(Cleveland, Ohio, 1952 - )
When is a fish more than just a fish? In the paintings of Leonard Koscianski, all manner of images function beyond superficial appearance; they act as symbols, metaphors, and allegorical references to the world around us. Koscianski is known for dramatic, brilliantly colored paintings that suggest psychologically disturbing places and events.
The settings of Koscianski’s encounters are silent, ominous lands where man does not willingly venture, but instead stays safely in the background, tucked away in tiny, banal houses. Just beyond those mundane walls and the mundane lives they conjure lies the world of the hunter and the hunted. As in Red Fish, the drama is usually acted out by wild animals locked in a battle for survival. The heightened realism and eerie illumination—which the artist creates by a process of painting and glazing in layers—enhances the cinematic effect of arrested action. The fish is eternally in mid-leap, trapped in an unnatural habitat. These animal encounters are allegories for contemporary society, where each person struggles to make peace with inner demons, often in circumstances in which he or she may feel foreign or alienated.

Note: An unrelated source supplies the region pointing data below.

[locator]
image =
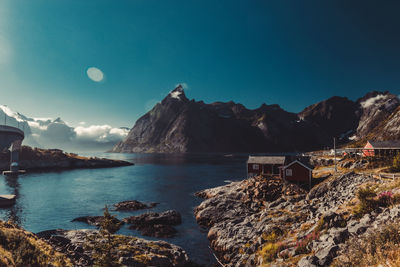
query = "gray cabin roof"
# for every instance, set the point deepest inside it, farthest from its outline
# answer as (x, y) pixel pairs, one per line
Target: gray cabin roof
(267, 160)
(385, 144)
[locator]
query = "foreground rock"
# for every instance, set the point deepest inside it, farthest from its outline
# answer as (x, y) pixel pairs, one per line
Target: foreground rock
(23, 248)
(80, 247)
(155, 224)
(95, 220)
(132, 205)
(265, 222)
(55, 159)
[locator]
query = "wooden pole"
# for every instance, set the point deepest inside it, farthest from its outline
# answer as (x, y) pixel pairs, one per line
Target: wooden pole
(334, 149)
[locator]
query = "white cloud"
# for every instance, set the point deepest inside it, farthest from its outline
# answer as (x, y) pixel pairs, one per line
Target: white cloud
(183, 84)
(100, 133)
(95, 74)
(150, 104)
(5, 50)
(176, 94)
(37, 126)
(10, 113)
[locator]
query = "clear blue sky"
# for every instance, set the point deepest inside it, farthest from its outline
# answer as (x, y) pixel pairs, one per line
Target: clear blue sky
(293, 53)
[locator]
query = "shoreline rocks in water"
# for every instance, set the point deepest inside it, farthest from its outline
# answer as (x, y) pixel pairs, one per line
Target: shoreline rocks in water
(37, 159)
(80, 247)
(155, 224)
(132, 205)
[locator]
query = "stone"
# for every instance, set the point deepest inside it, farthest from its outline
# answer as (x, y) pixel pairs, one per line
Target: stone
(308, 261)
(155, 224)
(326, 255)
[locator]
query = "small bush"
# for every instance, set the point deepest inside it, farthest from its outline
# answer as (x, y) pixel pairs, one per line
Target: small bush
(385, 198)
(302, 245)
(396, 163)
(270, 251)
(366, 196)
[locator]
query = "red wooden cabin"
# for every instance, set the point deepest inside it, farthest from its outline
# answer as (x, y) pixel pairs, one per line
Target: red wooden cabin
(381, 148)
(265, 165)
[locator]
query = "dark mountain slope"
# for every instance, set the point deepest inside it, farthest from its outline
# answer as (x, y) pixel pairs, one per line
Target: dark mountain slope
(178, 125)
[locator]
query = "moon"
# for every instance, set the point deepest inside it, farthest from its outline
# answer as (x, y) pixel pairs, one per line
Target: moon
(95, 74)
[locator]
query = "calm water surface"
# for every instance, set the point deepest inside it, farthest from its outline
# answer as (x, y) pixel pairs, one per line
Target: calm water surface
(51, 200)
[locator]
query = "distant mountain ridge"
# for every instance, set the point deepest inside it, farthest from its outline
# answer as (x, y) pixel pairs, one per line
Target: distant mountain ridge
(55, 133)
(179, 125)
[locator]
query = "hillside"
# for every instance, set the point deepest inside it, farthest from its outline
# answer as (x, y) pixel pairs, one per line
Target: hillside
(179, 125)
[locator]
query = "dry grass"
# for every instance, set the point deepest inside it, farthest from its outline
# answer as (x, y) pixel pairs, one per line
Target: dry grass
(21, 248)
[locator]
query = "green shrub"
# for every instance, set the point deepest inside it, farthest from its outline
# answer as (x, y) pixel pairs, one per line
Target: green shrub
(379, 248)
(396, 163)
(367, 202)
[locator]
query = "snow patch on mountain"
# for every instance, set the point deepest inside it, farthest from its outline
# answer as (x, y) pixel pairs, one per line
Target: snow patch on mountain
(372, 101)
(176, 94)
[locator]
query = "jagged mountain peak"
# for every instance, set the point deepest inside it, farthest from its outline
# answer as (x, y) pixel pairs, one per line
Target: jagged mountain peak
(178, 93)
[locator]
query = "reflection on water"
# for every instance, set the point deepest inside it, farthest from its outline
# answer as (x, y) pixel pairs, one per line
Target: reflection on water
(51, 200)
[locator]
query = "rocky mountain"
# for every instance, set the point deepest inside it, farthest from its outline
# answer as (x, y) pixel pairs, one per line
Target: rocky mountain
(178, 125)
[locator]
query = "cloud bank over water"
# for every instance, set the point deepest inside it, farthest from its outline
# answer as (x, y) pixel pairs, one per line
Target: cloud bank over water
(56, 133)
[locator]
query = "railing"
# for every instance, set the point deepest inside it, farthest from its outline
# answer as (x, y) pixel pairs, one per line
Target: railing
(19, 124)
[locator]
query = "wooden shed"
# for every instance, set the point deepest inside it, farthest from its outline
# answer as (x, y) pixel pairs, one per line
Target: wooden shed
(265, 165)
(297, 171)
(381, 148)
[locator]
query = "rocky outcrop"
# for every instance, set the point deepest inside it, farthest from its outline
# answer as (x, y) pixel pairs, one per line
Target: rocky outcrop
(155, 224)
(131, 205)
(278, 227)
(178, 124)
(55, 159)
(80, 247)
(95, 220)
(376, 107)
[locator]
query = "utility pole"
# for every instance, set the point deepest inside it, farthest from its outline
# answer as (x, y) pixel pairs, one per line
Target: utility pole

As metaphors for the fight to survive, Koscianski’s works share an affinity with those of nineteenth-century Romantic painters such as Eugène Delacroix (1798–1863), who was known for his depictions of violence in nature. Delacroix’s images were likewise associated with the subconscious and the fearfulness of nightmares. The unpredictable leads to fear. Which nature will we experience: the benign and nurturing environment, or the vicious and destructive one possessed by evil and savagery? (1)
(1) Leonard Koscianski, essay by Tom Heller (Newport Beach, CA: Newport Harbor Art Museum, 1984), p. 6.
American Paintings from the Montgomery Museum of Fine Arts, 2006. cat. no. 106, p. 244.